Die 60er-Jahre-Architektur des Columbusbahnhofs spiegelt den Optimismus der Wirtschaftswunderjahre wider.  Foto Scheer

Die 60er-Jahre-Architektur des Columbusbahnhofs spiegelt den Optimismus der Wirtschaftswunderjahre wider. Foto Scheer

Foto: Bockwoldt/dpa

Schiffe & Häfen

Freudenhaus mit Meerblick

Von Christoph Barth
1. April 2016 // 08:00

Seit Jahren sucht die Hafengesellschaft Bremenports einen Investor für den alten Columbusbahnhof. Jetzt hat ein niederländischer Investor sein Interesse bekundet, das Gelände in ein horizontales Gewerbegebiet zu verwandeln. Dem Vernehmen nach soll es sich um die Rotterdamer Rotlichtgröße Arjen Poppen handeln, der bereits in mehreren europäischen Häfen Großbordelle betreibt.

Bars und Striplokale

Wie aus Hafenkreisen verlautete, will Poppen in dem weitläufigen Gebäudekomplex mehrere Bars und Striplokale sowie bis zu 100 Zimmer für Amüsierdamen unterbringen. Zurzeit liefen allerdings noch Verhandlungen mit der Landesgleichstellungsbeauftragten, ob ein Teil der Zimmer für männliche Prostituierte und Transgender-Erotikdienstleister zur Verfügung gestellt werden muss. Insgesamt will der Holländer rund 30 Millionen Euro in den Großpuff investieren.

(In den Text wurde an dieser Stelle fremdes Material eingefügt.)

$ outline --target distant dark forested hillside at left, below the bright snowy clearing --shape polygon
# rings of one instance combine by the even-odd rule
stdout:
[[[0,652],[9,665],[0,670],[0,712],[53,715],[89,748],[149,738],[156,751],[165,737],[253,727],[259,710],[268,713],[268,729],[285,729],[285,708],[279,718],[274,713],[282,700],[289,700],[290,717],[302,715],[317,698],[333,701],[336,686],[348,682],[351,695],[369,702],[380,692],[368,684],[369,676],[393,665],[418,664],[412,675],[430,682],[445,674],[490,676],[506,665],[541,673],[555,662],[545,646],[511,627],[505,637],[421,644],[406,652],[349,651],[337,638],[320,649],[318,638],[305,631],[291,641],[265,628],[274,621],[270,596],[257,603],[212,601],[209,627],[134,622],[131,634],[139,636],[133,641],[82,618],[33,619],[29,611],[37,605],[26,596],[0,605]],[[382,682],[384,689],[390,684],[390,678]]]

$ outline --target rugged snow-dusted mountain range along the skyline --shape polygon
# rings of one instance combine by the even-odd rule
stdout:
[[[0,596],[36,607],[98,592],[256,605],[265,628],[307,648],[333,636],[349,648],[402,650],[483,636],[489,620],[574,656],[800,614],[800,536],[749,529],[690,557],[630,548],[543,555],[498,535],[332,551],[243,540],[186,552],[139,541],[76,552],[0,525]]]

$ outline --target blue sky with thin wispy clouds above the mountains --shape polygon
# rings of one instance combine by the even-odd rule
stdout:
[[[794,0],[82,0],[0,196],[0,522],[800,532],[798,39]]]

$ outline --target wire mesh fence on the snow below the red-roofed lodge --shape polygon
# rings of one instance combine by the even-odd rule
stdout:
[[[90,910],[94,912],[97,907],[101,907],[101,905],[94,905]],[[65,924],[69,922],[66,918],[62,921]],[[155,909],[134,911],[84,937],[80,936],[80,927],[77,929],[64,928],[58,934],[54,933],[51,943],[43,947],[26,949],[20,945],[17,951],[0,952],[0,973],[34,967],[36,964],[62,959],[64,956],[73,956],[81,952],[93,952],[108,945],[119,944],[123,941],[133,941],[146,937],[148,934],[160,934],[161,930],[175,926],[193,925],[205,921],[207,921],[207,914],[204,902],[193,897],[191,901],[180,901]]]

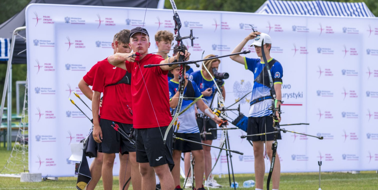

"Wir sind keine Moralwächter"

Die Hafengesellschaft Bremenports sagte zu, sie wolle die Ansiedlung unterstützen. „Wir sind keine Moralwächter“, betonte Bremenports-Sprecher Rüdiger Staats. Die Flächen hätten viel zu lange leer gestanden; deren Unterhaltung koste jedes Jahr eine sechsstellige Summe. „Deshalb werden wir die Planung unterstützen, wenn die Politik uns darum bittet“, so Staats.

Bulgaren drohen mit Rache

Auf wenig Begeisterung stoßen die Pläne im Rotlichtviertel an der Lessingstraße. Durch die verkehrsgünstige Lage im Hafen könnte das neue Etablissement der Szenemeile die Kundschaft abspenstig machen. Ein bulgarischer Zuhälter, der namentlich nicht genannt werden wollte, deutete auf Nachfrage sinngemäß an, man werde „den Holländer“ an seinen männlichen Geschlechtsteilen an einer Containerbrücke aufhängen und „ganz langsam zu Wasser lassen“. Die Wirtschaftsförderungsgesellschaft BIS wollte sich nicht zu den Plänen äußern, kündigte jedoch für den heutigen 1. April eine Pressemitteilung an.